Harry Glorikian: Yeah. So I want to circle back and ask you a different frame for understanding what what you’re trying to do. I read an opinion piece in that you wrote in Med City News where you argue about precision neurology. I mean, and I’ve been talking about precision medicine, I feel like forever. What do you mean by that? I mean, how close is the analogy from other forms of precision medicine like oncology? And if you if you want to do precision neurology right, what kinds of data do we need? 

Brian Pepin: Yeah. So I think for me the, where something transitions over to something you can reasonably call precision medicine is when you can use data to make a prediction that is going to be clinically meaningful. Whether that prediction is how a therapy should be configured or prescribed or dosed or again, trial matching or whatever it is.

It’s data being predictive in the context of an indication. And so when I think about what that looks like in Parkinson’s, I can tell you that the two data sources that have been the most predictive by far, up until now at least, have been the continuous Apple Watch symptom data and the electrophysiology, the invasive brain sensing that’s coming out of the implants. I am extremely hopeful and I think we have good reason to believe that we’ll find other data sources that are going to be predictive as we scale up and collect more of it.

But right now, those two are the areas where we’re able to take that data today and put it in context and come to conclusions and say, hey, like this, this is indicative of a pattern which predicts that this patient needs their stimulation reduced or needs their medications changed or should actually be enrolled in this clinical trial, that type of thing.

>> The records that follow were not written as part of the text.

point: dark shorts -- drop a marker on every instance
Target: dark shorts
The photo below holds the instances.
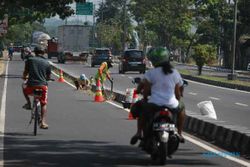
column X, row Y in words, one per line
column 28, row 90
column 147, row 109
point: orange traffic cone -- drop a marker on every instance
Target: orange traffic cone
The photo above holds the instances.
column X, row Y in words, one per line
column 98, row 95
column 60, row 79
column 134, row 100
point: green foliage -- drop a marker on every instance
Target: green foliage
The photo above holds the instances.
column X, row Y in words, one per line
column 203, row 54
column 109, row 36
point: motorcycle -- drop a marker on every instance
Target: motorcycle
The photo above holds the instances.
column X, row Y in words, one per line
column 160, row 138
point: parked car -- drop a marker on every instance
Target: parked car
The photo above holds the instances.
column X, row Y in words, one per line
column 100, row 55
column 132, row 60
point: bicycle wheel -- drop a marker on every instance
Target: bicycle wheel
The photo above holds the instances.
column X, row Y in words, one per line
column 36, row 117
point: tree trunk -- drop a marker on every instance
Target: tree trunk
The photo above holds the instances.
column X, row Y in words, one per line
column 199, row 70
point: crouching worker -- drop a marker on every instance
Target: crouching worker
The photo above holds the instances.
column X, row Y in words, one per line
column 83, row 83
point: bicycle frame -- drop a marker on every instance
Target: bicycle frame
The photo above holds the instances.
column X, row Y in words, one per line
column 36, row 111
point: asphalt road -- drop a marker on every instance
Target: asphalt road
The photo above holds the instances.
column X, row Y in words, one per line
column 81, row 133
column 232, row 106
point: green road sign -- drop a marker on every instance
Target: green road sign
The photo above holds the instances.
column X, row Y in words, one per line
column 84, row 8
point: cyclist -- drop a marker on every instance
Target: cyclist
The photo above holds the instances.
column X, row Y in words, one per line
column 10, row 51
column 103, row 72
column 37, row 71
column 161, row 86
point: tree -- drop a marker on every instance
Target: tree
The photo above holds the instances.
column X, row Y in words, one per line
column 35, row 10
column 169, row 19
column 203, row 54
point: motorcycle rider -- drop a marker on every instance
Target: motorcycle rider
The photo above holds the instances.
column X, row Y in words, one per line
column 161, row 86
column 37, row 71
column 103, row 72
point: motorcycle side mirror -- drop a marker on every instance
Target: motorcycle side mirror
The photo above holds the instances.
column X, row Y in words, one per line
column 185, row 83
column 137, row 80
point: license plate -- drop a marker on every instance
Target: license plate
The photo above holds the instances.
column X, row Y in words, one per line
column 164, row 126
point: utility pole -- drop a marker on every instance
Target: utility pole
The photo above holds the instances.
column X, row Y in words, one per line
column 124, row 24
column 233, row 75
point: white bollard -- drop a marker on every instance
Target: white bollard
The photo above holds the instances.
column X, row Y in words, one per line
column 207, row 109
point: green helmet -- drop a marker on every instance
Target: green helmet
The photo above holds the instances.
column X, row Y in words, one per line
column 158, row 55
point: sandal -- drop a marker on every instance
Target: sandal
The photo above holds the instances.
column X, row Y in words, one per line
column 27, row 106
column 44, row 126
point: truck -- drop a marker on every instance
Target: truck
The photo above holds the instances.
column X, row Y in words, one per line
column 73, row 43
column 52, row 48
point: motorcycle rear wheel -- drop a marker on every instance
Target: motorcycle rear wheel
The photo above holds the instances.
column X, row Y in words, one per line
column 163, row 152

So yeah, there’s going to be more. There’s going to be more. But I think one of the issues with doing this in a disease like Parkinson’s — super heterogeneous, super time bearing, you need scale, right? That’s why we’re focused on scaling to 50 plus hospitals by the end of the year, representing a population of 10,000 plus patients. Like you need that big bulk of folks so that you can really see the signal in the noise and pull out the individual patterns. 

Harry Glorikian: Well, okay. So assuming that that happens, if I just follow every other disease I’ve been watching over time, the more precise we get is. Do you think, based on what you’ve seen so far, that you’re going to see multiple etiologies that need to be managed. Because it’s like saying breast cancer back in the day. 

Brian Pepin: I would be the first person to say that. I mean, that’s like the whenever you go to any of these any PD conference, right, whether it’s a scientific conference or a clinical conference, that’s sort of like the whispers around the lunch table is like, hey, we’re not really dealing with one disease here. Like we’re dealing with these different co-pathologies.

You’re dealing with PD 1, PD 2, PD 3. And everybody is trying to think about how do we actually evolve to recognize that and treat these separately. And that’s, you know, hopefully we’re a meaningful part of that journey with with Rune Labs and making that making that a reality. Because exactly as with oncology, it’s a step function change in your ability to treat those folks to develop new therapies for those folks and really to understand the neuroscience of the disease. Right. Unlock the potential to reach new targets. 

Harry Glorikian: Yeah. No. Well, I mean, I still think like at some point it’d be great to have an early warning system. 

Brian Pepin: I’ll make sure that you when we set up this this initial pipeline trial, I’ll make sure that you get an invite to enroll. 

Harry Glorikian: That sounds great. Well, it was great talking to you. You know, I, I can only wish you incredible success because, I mean, the changes or the advances you guys are making are going to be meaningful to a patient population that really needs that help. 

Brian Pepin: Oh, thanks Harry. We hope so. Yeah, we’re we’re pushing on it. 

Harry Glorikian: Excellent. Thank you. 

Brian Pepin: All right. Thanks, Harry. 

Harry Glorikian: That’s it for this week’s episode.